Plantation Slaves in the South

In 1788 the captain of a vessel in Boston seized three colored persons, took them to the West Indies, and sold them there for slaves. This event caused the legislature of Massachusetts to pass a law to prevent the slave-trade in that State, and for granting relief to the families of such persons as may be kidnapped or decoyed from the commonwealth. The law subjected to a heavy penalty any person who should forcibly take or detain any negro for the purpose of transportation as a slave, and the owner of the vessel in which such kidnapped man should be carried away incurred, also, a heavy penalty. The insurance on the vessel was made void; and the relatives of the person kidnapped, if the latter were sold into slavery in a distant country, were allowed to prosecute for the crime.

On May 12, 1789, a tariff bill having been reported to Congress, and being under discussion on the question of its second reading, Parker, of Virginia, moved to insert a clause imposing a duty of $10 on every slave imported. " He was sorry," he said, " the Constitution prevented Congress from prohibiting the importation altogether. It was contrary to revolutionary principles, and ought not to be permitted." A warm debate ensued. It called forth the opposition of South Carolinians and Georgians particularly.

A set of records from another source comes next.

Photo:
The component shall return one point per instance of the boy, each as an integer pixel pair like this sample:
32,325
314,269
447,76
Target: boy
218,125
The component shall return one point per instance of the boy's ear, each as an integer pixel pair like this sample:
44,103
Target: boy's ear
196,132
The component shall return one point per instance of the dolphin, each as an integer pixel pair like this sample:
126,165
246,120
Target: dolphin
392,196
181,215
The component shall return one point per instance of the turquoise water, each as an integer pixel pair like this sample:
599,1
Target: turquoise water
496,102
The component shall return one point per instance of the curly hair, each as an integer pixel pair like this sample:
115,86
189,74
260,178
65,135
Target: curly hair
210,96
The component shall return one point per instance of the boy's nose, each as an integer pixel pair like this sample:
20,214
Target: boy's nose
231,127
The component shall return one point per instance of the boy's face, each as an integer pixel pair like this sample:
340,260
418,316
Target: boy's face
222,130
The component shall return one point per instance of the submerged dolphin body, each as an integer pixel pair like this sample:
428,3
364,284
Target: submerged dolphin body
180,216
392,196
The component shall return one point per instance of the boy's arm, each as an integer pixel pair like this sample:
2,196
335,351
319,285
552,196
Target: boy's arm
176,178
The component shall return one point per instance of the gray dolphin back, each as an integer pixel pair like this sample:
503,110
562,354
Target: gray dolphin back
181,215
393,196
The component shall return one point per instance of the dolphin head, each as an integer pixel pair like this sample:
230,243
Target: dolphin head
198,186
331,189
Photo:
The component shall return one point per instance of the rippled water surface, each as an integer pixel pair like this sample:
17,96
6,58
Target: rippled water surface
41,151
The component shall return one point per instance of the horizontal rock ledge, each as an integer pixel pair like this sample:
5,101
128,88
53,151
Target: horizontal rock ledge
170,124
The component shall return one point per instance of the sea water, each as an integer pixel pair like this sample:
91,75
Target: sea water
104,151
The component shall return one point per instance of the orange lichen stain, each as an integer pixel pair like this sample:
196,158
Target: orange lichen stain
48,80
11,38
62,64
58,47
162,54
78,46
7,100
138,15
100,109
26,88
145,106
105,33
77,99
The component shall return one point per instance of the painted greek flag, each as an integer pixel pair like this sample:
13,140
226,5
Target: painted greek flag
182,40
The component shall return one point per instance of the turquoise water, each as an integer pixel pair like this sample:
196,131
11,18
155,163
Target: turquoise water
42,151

Jackson, of Georgia, made a vehement speech in opposition, in the course of which he said he hoped the proposition would be withdrawn, and that if it should be brought forward again it would comprehend " the white slaves as well as the black imported from all the jails of Europe—wretches convicted of the most flagrant crimes, who were brought in and sold without any duty whatever.

This was an allusion to the indentured white servants who were sold by the captains of vessels on their arrival here to pay the cost of their passage, a practice which had been put a stop to by the Revolutionary War, but partially revived. The motion was finally withdrawn.